On Friday, four days after hearing a case that is being watched by national voting rights organizations, the Supreme Court’s newest member, Justice Mike Morgan, issued an order that allows the local boards with only two members to meet without a quorum as long as both members agree.
Morgan’s order also asks the three-judge panel that had dismissed the governor’s lawsuit earlier this year to provide the Supreme Court more information.
The three-judge panel dismissed the case, citing a jurisdictional issue that was not elaborated on in the ruling. The justices not only asked for the reasoning behind that decision, but also asked the panel to provide the high court with what decision the judges would have made had they thought they had jurisdiction.
They have 60 days to respond.
The law that merged the state elections board and ethics commission passed despite a veto by Cooper. Not only did it set up an eight-member board and change how appointments are made, the lawmakers extended the tenure of the executive director of the state elections board – selected when Republicans had control of both General Assembly and the governor’s office – at least through the 2018 elections. Kim Strach, who currently holds the position, could only be replaced if the new board, which would hold an equal number of Democrats and Republicans, chose to do so.
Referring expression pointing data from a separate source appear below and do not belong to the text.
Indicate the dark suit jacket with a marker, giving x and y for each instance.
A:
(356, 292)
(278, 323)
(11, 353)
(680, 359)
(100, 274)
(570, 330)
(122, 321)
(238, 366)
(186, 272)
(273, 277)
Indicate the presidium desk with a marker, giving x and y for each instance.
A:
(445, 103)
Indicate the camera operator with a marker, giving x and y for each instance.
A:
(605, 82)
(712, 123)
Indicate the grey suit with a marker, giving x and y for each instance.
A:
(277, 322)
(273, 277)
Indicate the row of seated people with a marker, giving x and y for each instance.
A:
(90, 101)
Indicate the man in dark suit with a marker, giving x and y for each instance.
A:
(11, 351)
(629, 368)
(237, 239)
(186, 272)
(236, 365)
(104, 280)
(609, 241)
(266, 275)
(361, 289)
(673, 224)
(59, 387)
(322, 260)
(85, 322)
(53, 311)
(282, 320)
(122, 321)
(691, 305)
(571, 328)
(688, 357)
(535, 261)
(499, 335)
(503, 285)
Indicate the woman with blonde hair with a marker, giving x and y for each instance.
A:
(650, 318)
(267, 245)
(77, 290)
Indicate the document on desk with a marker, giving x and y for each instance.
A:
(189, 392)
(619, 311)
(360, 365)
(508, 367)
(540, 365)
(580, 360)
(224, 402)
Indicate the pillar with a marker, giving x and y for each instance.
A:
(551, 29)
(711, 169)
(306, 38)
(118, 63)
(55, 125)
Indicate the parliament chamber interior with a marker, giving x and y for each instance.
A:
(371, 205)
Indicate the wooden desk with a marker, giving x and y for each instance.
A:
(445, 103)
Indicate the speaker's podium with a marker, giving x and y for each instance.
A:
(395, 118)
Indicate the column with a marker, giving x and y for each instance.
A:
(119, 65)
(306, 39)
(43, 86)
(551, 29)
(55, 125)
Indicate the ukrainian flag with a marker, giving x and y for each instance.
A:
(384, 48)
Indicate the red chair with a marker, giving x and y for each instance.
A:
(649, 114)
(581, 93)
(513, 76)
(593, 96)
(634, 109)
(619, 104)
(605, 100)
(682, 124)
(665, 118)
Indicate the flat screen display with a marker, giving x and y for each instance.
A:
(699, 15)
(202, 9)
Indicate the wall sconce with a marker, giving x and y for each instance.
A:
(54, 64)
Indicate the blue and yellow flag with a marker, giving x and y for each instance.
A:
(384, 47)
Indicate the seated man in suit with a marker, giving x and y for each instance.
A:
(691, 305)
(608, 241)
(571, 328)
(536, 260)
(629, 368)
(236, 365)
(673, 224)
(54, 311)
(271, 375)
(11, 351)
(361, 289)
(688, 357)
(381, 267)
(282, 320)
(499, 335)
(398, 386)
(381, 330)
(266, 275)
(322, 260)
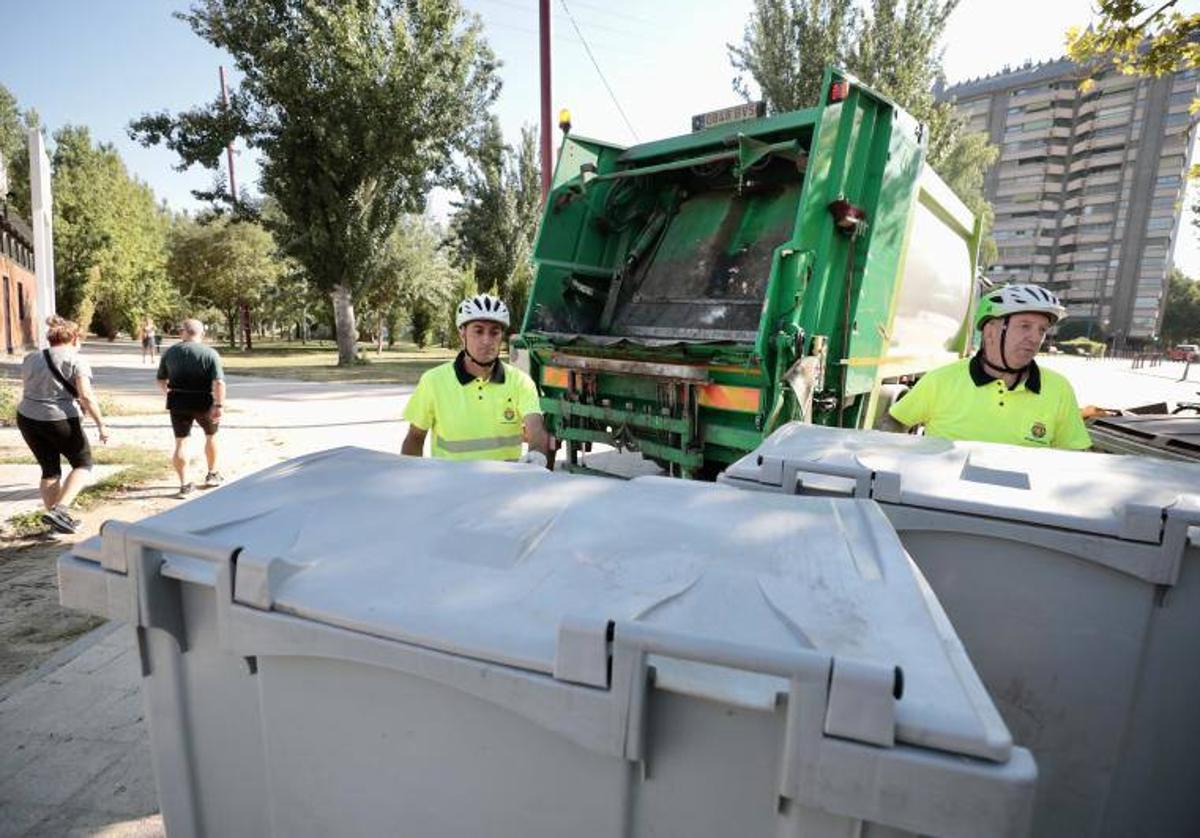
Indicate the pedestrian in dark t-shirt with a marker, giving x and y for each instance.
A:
(190, 375)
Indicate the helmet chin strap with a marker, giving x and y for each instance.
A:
(489, 365)
(1003, 360)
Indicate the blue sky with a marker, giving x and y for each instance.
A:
(102, 63)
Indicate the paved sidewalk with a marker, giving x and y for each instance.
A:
(75, 756)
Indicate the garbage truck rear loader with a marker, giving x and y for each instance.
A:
(694, 293)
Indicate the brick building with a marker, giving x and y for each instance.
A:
(18, 286)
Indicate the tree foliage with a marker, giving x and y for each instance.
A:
(1137, 39)
(1181, 310)
(15, 126)
(109, 238)
(415, 283)
(495, 223)
(891, 46)
(358, 108)
(222, 263)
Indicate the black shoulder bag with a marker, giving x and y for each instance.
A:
(58, 373)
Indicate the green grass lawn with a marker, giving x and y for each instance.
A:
(137, 466)
(317, 361)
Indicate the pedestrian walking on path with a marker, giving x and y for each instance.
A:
(149, 341)
(57, 390)
(191, 377)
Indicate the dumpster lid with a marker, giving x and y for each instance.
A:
(487, 560)
(1123, 497)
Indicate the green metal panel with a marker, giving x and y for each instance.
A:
(719, 249)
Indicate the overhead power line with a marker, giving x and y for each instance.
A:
(600, 72)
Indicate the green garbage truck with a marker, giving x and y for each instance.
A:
(691, 294)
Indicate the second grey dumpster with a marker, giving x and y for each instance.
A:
(1074, 581)
(360, 644)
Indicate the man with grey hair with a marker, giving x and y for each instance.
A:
(191, 377)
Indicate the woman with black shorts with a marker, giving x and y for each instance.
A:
(57, 384)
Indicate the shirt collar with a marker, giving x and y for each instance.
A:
(460, 371)
(979, 375)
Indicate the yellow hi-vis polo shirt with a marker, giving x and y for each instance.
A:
(473, 418)
(961, 401)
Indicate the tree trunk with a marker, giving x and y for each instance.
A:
(343, 324)
(244, 312)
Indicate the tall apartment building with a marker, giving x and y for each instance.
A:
(1089, 186)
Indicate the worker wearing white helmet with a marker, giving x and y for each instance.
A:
(1001, 394)
(477, 406)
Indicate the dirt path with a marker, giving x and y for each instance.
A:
(269, 420)
(33, 624)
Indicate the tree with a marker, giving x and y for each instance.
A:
(109, 238)
(495, 223)
(358, 108)
(225, 264)
(15, 126)
(787, 43)
(415, 280)
(1181, 310)
(786, 46)
(1137, 39)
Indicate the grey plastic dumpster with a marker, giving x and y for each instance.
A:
(360, 644)
(1073, 580)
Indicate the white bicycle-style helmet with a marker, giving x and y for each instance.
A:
(483, 307)
(1015, 299)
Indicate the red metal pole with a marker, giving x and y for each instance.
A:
(225, 97)
(233, 193)
(547, 161)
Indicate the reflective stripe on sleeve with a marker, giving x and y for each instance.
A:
(479, 444)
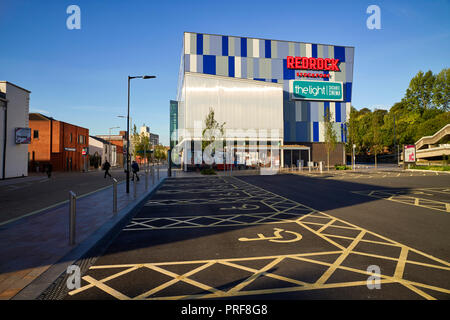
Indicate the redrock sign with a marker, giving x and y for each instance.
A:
(306, 63)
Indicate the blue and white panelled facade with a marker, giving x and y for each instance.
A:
(265, 61)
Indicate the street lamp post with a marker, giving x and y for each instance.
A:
(128, 128)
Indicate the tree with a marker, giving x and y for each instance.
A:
(441, 90)
(420, 91)
(330, 135)
(141, 144)
(213, 131)
(160, 152)
(376, 128)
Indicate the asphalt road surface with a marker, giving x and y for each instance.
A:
(282, 237)
(23, 196)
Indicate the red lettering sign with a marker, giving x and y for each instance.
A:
(305, 63)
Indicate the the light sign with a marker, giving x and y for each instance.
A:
(23, 135)
(305, 63)
(316, 90)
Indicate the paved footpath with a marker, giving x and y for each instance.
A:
(35, 250)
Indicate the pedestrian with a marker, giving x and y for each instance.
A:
(49, 170)
(106, 167)
(135, 168)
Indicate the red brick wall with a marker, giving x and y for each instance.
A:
(41, 145)
(61, 159)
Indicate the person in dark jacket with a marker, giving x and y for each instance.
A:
(106, 167)
(135, 169)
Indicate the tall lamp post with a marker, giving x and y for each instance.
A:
(109, 138)
(128, 127)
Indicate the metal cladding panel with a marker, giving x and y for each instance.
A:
(242, 104)
(266, 61)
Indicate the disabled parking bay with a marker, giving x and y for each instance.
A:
(220, 237)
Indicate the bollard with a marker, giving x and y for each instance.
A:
(146, 179)
(72, 217)
(153, 175)
(114, 196)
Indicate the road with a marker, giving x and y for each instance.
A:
(23, 196)
(282, 237)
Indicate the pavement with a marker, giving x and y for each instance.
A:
(35, 249)
(288, 236)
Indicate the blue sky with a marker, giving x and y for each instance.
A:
(80, 76)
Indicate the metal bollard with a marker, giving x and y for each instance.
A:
(72, 217)
(153, 174)
(114, 195)
(146, 179)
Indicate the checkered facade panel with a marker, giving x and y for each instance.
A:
(266, 60)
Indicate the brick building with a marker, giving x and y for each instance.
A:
(59, 143)
(118, 140)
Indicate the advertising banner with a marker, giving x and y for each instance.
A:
(316, 90)
(23, 135)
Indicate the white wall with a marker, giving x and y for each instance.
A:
(241, 104)
(18, 109)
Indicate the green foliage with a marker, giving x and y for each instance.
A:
(160, 152)
(213, 130)
(422, 112)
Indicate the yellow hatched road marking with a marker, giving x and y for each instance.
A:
(339, 260)
(239, 289)
(116, 294)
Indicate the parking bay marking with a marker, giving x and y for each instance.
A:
(311, 222)
(276, 237)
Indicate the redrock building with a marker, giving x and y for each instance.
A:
(284, 88)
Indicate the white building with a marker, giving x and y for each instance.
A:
(103, 149)
(153, 138)
(15, 134)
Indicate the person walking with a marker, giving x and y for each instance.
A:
(135, 168)
(106, 167)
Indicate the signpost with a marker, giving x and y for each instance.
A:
(316, 90)
(23, 135)
(409, 154)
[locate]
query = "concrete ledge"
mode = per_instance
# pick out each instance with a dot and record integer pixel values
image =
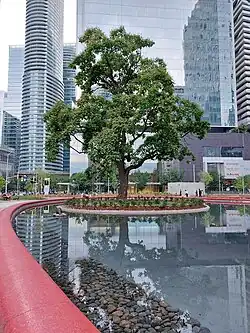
(30, 302)
(135, 212)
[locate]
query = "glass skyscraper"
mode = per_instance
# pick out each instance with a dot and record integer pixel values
(42, 81)
(178, 29)
(11, 135)
(13, 102)
(242, 58)
(69, 53)
(209, 61)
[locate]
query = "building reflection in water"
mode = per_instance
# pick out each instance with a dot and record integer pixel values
(199, 263)
(46, 238)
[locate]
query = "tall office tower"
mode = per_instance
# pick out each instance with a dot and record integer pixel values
(209, 61)
(11, 135)
(69, 53)
(42, 81)
(3, 96)
(242, 59)
(13, 102)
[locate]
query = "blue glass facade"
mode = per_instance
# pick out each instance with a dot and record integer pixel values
(69, 52)
(194, 37)
(13, 102)
(209, 61)
(42, 81)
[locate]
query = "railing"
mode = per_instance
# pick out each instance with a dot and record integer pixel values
(30, 302)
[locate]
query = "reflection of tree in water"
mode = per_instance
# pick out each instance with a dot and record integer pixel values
(162, 266)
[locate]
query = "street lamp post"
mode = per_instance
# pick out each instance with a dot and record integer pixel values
(7, 174)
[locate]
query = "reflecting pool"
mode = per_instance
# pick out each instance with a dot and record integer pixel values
(199, 263)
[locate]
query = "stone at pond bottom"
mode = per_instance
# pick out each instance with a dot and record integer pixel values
(127, 308)
(204, 330)
(194, 322)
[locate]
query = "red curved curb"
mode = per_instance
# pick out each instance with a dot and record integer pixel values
(30, 302)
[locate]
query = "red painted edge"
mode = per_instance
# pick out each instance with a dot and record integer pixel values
(30, 302)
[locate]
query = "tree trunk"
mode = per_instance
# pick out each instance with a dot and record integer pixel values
(123, 180)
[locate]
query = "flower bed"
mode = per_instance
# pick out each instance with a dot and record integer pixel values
(138, 204)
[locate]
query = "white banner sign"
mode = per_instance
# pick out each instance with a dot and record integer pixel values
(232, 170)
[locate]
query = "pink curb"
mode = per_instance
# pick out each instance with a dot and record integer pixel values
(30, 301)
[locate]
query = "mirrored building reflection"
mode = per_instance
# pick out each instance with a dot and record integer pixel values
(46, 238)
(199, 263)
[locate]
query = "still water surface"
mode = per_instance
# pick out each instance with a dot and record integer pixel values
(199, 263)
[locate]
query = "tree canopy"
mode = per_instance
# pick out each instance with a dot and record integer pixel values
(141, 119)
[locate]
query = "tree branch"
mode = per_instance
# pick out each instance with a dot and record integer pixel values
(77, 151)
(77, 139)
(145, 128)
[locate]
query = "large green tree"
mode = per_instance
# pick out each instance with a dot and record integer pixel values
(141, 120)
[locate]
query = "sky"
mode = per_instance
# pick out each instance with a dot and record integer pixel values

Cooper has yet to make any appointments to the board while his lawsuit makes its way through the courts. Attorneys for Cooper have argued in court that the governor, as has been the case for decades, should be able to have a say in who oversees elections in a state where he defeated one-term Republican Gov. Pat McCrory.
Republicans have framed the idea as a “bipartisan” one, and they have been critical of Cooper for continuing what they described as “partisan politics” when he challenges them in court.